Las plagas que han azotado a la humanidad desde tiempos bíblicos han tenido sus relatores. Son famosos los diarios de Samuel Pepys y Daniel Defoe sobre las plagas en la Inglaterra del siglo XVII. Y en México contamos con invaluables crónicas y testimonios pictográficos sobre las pestes que diezmaron a la población indígena en los siglos XVI y XVII.
También la memoria judía guarda testimonios. Debo a mi amigo Leon Wieseltier la noticia de un raro manuscrito sobre la peste bubónica en el norte de Italia en el siglo XVII. Su autor fue un doctor llamado Abraham Catalano. Su título podría ser el de nuestro tiempo: El mundo de cabeza (Olam Hafukh, en hebreo). Existe una traducción parcial al inglés. Comienza así:
He sido testigo del dolor que la terrible plaga provocó en la ciudad de Padua y en sus perplejos habitantes en el año de 1631. En esta obra, testimonio de mi recuerdo y mi aflicción (yo, siendo Abraham Catalano), amargamente me dirijo a las futuras generaciones, a los niños no nacidos, para que conozcan en detalle los hechos tal como sucedieron.
El recuento es estremecedor no solo por lo que narra sino por el modo en que se narra. Catalano -judío religioso, como todos entonces, pero graduado en la Universidad de Padua- registra con detalle lo que ve, y lo que ve habla por sí mismo. Al irrumpir la plaga, la pequeña comunidad judía concentrada en el Ghetto (721 personas, el 2% de la población total) reaccionó con pavor ante la posibilidad de verse inculpada -como tantas veces en la Edad Media- de envenenar los pozos para provocar la peste. No ocurrió, por fortuna.
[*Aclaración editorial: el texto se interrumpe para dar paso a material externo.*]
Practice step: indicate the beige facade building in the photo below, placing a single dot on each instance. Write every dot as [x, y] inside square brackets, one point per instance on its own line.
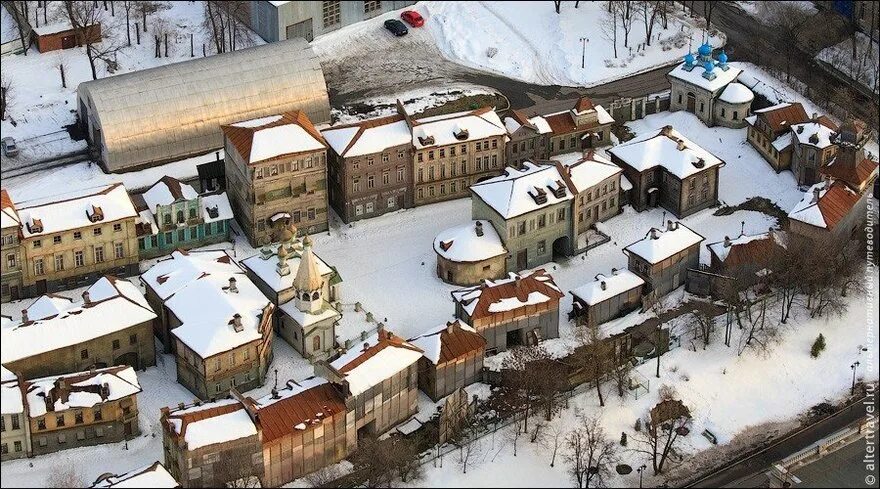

De hecho, el Provveditore (autoridad civil de Padua, dependiente de Venecia) contribuyó al esfuerzo común de prevenir contagios y salvar vidas fuera y dentro del Ghetto. Librado el escollo, la comunidad hizo imprimir un rezo específico de imploración a Dios y se congregó a leerlo con gran aflicción, para que cesara el castigo. No tuvo eco.
La plaga no golpeó de inmediato a aquellas familias confinadas desde hacía siglos en un espacio mínimo. A sabiendas de que el contagio era inevitable, se organizaron acciones prácticas: acopio de recursos monetarios y víveres («comida, vino, aceite»), apoyo a las familias más pobres, monitoreo del avance de la plaga en la ciudad, aislamiento entre las familias, medidas de higiene en las casas, regulación de servicios religiosos, vigilancia del tráfico en las puertas del Ghetto. A pesar de que los niños mostraron más resistencia al contagio que los mayores, sobre todo los ancianos, la plaga llegó transmitida por un niño que no resistió la tentación de jugar con sus amigos sin saber que acarreaba el mal.
Se discurrió rentar una casa fuera de la ciudad que sirviera de lazareto. Hasta ahí llegaban los enfermos. Y de ahí salían, en una carreta, las procesiones solitarias al cementerio. Catalano llevó la cuenta precisa de la tragedia: las treinta viudas que quedaron sin protección, las quince casas sin un alma, el niño que quedó huérfano y en la absoluta pobreza tras la pérdida de sus once familiares. Y el desgarrador detalle:
El diez del mes Tamuz, la mujer de Solomon Turkito dio a luz mientras estaba enferma y no hubo nadie que se atreviera a estar con ella. Salió hacia el pozo completamente desnuda, gritando como demente y murió. No se halló mujer que amamantara al niño, así que, lamentablemente, se lo envió al lazareto donde llevaron a una cabra para que el niño mamara de sus ubres. Vivió quince días.
La peste dejó diez mil muertos en Padua, la tercera parte de la población. En el Ghetto murieron 421 personas, más de la mitad de aquella comunidad.
Catalano había rentado una nueva casa donde cobijó a su esposa y sus hijos. Dejó tras de sí todas sus pertenencias, «hasta las agujetas». Fue inútil. «También Sara, mi piadosa mujer, murió en la casa nueva […] Habíamos vivido juntos veintiún años». Y transcribió una plegaria sobre el duelo del patriarca Abraham por su mujer: «Fuiste una imagen de belleza […] que duerma Abraham en los brazos de Sara».
¿Quiénes son nuestros muertos? ¿Quién acompaña los rezos de sus deudos? ¿Quién contará su historia?